Dans une avancée diplomatique significative, les députés russes ont voté ce mardi une loi permettant aux autorités de retirer temporairement les talibans de la liste des organisations interdites en Russie. Cette décision intervient alors que le président Vladimir Poutine a exprimé sa volonté de renforcer la coopération avec l’Afghanistan, isolé sur la scène internationale depuis le retour au pouvoir des talibans en 2021.
Une loi pour assouplir les relations avec les talibans
Le texte de loi, approuvé en deuxième et troisième lecture par la Douma, la chambre basse du Parlement russe, ouvre la voie à une normalisation des relations entre Moscou et le gouvernement taliban. Selon cette nouvelle législation, l’interdiction d’une organisation sur le sol russe pourra désormais être « temporairement suspendue » par une décision de justice en cas « de preuves réelles » que le groupe en question « a cessé de mener des activités visant à la propagande, à l’apologie et au soutien du terrorisme ».
Cette évolution législative fait suite à la visite du secrétaire du Conseil de sécurité russe, Sergueï Choïgou, à Kaboul fin novembre. Lors de ce déplacement, il avait affirmé que Moscou allait « bientôt » retirer les talibans de la liste des organisations interdites en Russie, sur laquelle ils figuraient depuis 2003.
Vers une reconnaissance du gouvernement taliban ?
Si la loi votée par les députés russes est un pas significatif vers une normalisation des relations avec les talibans, elle n’équivaut toutefois pas à une reconnaissance formelle du gouvernement taliban, ni de l' »Émirat islamique d’Afghanistan ». La Russie semble néanmoins prête à aller plus loin dans sa coopération avec le régime en place à Kaboul.

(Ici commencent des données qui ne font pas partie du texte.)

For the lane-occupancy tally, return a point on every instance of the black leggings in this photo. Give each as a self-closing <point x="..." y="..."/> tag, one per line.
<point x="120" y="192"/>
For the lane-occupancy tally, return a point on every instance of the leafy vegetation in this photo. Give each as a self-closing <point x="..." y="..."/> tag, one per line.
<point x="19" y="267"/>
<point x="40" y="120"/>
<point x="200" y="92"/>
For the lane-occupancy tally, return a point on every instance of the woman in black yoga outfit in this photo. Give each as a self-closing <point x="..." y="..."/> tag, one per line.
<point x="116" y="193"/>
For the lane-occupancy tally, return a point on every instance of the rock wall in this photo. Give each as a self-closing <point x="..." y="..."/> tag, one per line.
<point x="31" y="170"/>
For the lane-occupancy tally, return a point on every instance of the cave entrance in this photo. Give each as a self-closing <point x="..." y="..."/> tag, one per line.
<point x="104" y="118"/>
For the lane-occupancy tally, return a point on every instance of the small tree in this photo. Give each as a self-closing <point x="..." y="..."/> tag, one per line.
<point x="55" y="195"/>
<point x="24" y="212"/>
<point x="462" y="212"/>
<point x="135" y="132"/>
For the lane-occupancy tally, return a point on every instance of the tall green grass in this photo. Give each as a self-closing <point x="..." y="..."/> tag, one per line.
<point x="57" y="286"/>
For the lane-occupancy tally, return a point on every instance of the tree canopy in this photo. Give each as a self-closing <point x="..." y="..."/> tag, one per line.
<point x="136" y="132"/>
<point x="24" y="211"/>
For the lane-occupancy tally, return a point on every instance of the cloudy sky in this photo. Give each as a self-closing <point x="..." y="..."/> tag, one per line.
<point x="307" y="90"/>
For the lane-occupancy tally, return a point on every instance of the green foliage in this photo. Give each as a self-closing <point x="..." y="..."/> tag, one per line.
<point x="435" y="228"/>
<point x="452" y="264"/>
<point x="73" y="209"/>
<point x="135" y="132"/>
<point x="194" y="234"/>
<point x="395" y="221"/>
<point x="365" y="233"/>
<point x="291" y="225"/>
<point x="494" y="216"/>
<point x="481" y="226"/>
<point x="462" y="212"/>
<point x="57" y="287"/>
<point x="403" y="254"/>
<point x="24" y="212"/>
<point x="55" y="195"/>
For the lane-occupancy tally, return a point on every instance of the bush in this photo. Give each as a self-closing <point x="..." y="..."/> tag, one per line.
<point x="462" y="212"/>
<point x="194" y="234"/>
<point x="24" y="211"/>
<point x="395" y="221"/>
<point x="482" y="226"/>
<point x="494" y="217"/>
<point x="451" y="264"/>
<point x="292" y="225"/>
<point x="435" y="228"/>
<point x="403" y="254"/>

En juillet, le président russe Vladimir Poutine avait dit considérer les talibans comme des « alliés dans la lutte contre le terrorisme ».
De son côté, le ministre russe des Affaires étrangères Sergueï Lavrov avait appelé début octobre l’Occident à lever les sanctions visant l’Afghanistan et à prendre la « responsabilité » de la reconstruction de ce pays ravagé par des décennies de guerre.
L’Asie centrale aussi concernée
Les alliés de la Russie en Asie centrale, voisins de l’Afghanistan, cherchent eux aussi à améliorer leurs relations avec les talibans. Le Kazakhstan a ainsi retiré le groupe de sa propre liste de groupes « terroristes » interdits en décembre 2023, ouvrant la voie à une coopération renforcée dans la région.
Il faut rappeler que l’Union soviétique a mené dans les années 1980 une guerre de 10 ans en Afghanistan, et que de nombreux combattants anti-soviétiques de l’époque sont devenus par la suite des dirigeants des talibans. La Russie post-soviétique cherche aujourd’hui à retrouver une influence dans ce pays stratégique, au carrefour de l’Asie centrale et du sous-continent indien.
Les enjeux pour Moscou
En tendant la main aux talibans, la Russie poursuit plusieurs objectifs :
- Lutter contre le terrorisme et l’instabilité à ses frontières sud
- Développer les échanges économiques et commerciaux avec l’Afghanistan
- Contrer l’influence des puissances occidentales dans la région
- Renforcer son rôle d’acteur incontournable en Asie centrale
Le vote de cette loi par les députés russes marque donc un tournant dans la politique étrangère de Moscou vis-à-vis de l’Afghanistan post-talibans. Reste à voir comment cette ouverture diplomatique se traduira concrètement sur le terrain, dans un pays toujours en proie à de nombreux défis sécuritaires, économiques et humanitaires.